En tant que poète, j’ai beaucoup de repères aussi parce que j’ai toujours essayé de lire le plus possible et de connaître des auteurs même peu connus. En tout cas, si je dois résumer quelques noms, je peux citer Baudelaire, Whitman, Ungaretti, Marinetti, Leopardi, Dylan Thomas en tant que poètes et Dostoöevski, Balzac, Huysmans, Svevo parmi les romanciers. Et puis mon écriture s’inspire aussi du cinéma, de la musique, des arts visuels. Connaissez-vous des poètes africains et plus particulièrement sénégalais ? Parmi les auteurs africains, je connais Soyinka, Achebe, Osundare. Pour le Sénégal, il y a Senghor, Samb, pour ne citer que les premiers qui me viennent à l’esprit. J’ai eu le plaisir de connaître, personnellement, certains d’entre eux.
Comment se porte la poésie en Italie ?
La poésie en Italie est très individuelle à présent, il n’y a plus de mouvements ou de groupes poétiques importants. Les meilleurs auteurs ne sont pas forcément les plus connus mais bien souvent il faut aller les découvrir. Malheureusement, comme je l’ai dit, l’État italien ne subventionne pas la poésie comme cela se fait, par exemple, en France, en Allemagne ou en Espagne et c’est pourquoi les petites maisons d’édition, les événements et les magazines ont toujours beaucoup de mal à poursuivre leurs activités.
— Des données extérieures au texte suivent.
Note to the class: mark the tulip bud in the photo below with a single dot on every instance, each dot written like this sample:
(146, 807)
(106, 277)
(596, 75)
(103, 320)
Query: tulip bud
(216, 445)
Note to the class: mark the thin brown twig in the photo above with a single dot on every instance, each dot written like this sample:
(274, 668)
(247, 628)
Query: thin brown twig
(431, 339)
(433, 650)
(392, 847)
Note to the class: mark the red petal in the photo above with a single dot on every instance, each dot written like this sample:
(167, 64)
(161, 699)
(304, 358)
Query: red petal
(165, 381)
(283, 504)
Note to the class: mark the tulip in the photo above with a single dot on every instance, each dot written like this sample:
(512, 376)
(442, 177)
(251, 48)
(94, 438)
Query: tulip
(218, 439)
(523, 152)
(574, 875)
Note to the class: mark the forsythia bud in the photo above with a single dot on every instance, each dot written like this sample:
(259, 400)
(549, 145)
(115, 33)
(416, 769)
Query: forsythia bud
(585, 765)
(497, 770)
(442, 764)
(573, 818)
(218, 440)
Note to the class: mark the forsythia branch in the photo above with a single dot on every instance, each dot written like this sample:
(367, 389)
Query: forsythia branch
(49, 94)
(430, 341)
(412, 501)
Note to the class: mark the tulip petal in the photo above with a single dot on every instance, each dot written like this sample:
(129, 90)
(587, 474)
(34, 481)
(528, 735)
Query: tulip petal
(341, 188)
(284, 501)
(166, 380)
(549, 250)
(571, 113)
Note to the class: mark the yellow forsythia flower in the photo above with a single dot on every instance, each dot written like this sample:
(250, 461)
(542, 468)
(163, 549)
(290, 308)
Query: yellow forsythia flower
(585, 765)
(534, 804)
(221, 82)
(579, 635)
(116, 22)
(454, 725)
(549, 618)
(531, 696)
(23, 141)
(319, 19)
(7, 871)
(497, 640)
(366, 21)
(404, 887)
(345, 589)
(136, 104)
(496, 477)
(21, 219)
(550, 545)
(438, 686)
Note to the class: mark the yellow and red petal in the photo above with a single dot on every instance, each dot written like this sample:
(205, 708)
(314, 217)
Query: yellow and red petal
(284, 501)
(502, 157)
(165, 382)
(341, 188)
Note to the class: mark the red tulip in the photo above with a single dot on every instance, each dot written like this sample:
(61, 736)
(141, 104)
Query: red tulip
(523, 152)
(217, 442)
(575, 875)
Même l’enseignement de la poésie à l’école est souvent marginal et le fait est paradoxal étant donné que, dans l’histoire de la littérature italienne, la poésie est beaucoup plus importante et prestigieuse que la fiction. Si un auteur italien est connu à l’étranger, c’est bien souvent un poète : Dante, Petrarca, Leopardi, Ungaretti, Pasolini, etc. Mais je continue mon activité de poète et d’organisateur de festivals, je ne me laisse certainement pas décourager. La poésie a son propre public, large et spécial, qui n’est pas affecté par les modes.
Votre dernier mot ?
Je suis très heureux de faire du Sénégal l’invité d’honneur de cette édition et que ma collaboration avec le pays de la légendaire Téranga ait pu mener à un événement du genre. Aussi, je souhaite que l’organisation de cette année soit des mieux réussies ; qu’il n’y ait, bien entendu, aucune entrave aux objectifs de réussite que nous nous sommes fixés. Ce serait vraiment notre plus grande récompense.
Propos recueillis par : Demba Thiary NDIAYE (Correspondant particulier en Italie)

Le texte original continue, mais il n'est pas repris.